All the covers are pretty faithful to the originals, so there shouldn’t be too much outrage from any Cave purists. Girl In Amber still manages to sound impossibly sad and slightly eerie, and O Children builds steadily upwards in its intensity. Some of the covers even rival Cave’s versions for effectiveness – A Weeping Song and The Ship Song are both gorgeous renditions with Smith being perfectly backed by the Lips’ trademark woozy electronica.
The track selection will be familiar to any casual Cave fan, with two of his best known songs, Into My Arms and Red Right Hand both featuring. Wisely, Coyne has stayed away from Cave’s more menacing murder ballads (we can only imagine how unsettling Stagger Lee would be as sung by a teenager) – Into My Arms in particular seems to have a new dimension added to it, the stately beauty of the original being transformed into a twinkly, spacey ballad.

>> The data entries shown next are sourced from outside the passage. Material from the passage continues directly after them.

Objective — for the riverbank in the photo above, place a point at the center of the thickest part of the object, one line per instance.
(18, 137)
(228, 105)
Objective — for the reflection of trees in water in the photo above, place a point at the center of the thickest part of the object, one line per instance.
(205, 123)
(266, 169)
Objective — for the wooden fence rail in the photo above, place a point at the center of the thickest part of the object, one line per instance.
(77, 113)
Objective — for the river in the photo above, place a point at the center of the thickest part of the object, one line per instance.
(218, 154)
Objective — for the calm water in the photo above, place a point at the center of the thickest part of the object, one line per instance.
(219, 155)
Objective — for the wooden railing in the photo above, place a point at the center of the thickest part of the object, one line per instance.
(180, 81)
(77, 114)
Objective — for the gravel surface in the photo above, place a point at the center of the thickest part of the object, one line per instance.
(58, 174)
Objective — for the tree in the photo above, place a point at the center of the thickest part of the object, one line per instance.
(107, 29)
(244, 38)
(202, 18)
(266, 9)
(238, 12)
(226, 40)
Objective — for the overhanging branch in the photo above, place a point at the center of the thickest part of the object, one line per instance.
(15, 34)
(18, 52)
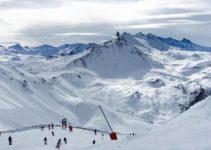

Some parts don’t quite work. Red Right Hand has taken on a new familiarity since being used as the theme tune to Peaky Blinders and has been covered by a multitude of artists in recent years, so its appearance on Where The Viaduct Looms doesn’t have the impact it should. No More Shall We Part isn’t that suitable for Smith’s voice, but the closing We Know Who You Are redeems matters: it makes for a suitably contemplative and unsettling end to the album.
Whether this is just a one-off or the start of more regular collaborations between Nell Smith and The Flaming Lips remains to be seen. It remains a fine showcase for a talented young singer though, and if this unlikely pairing were to team up again, it would be fascinating to hear her tackle some of her, or Coyne’s original songs.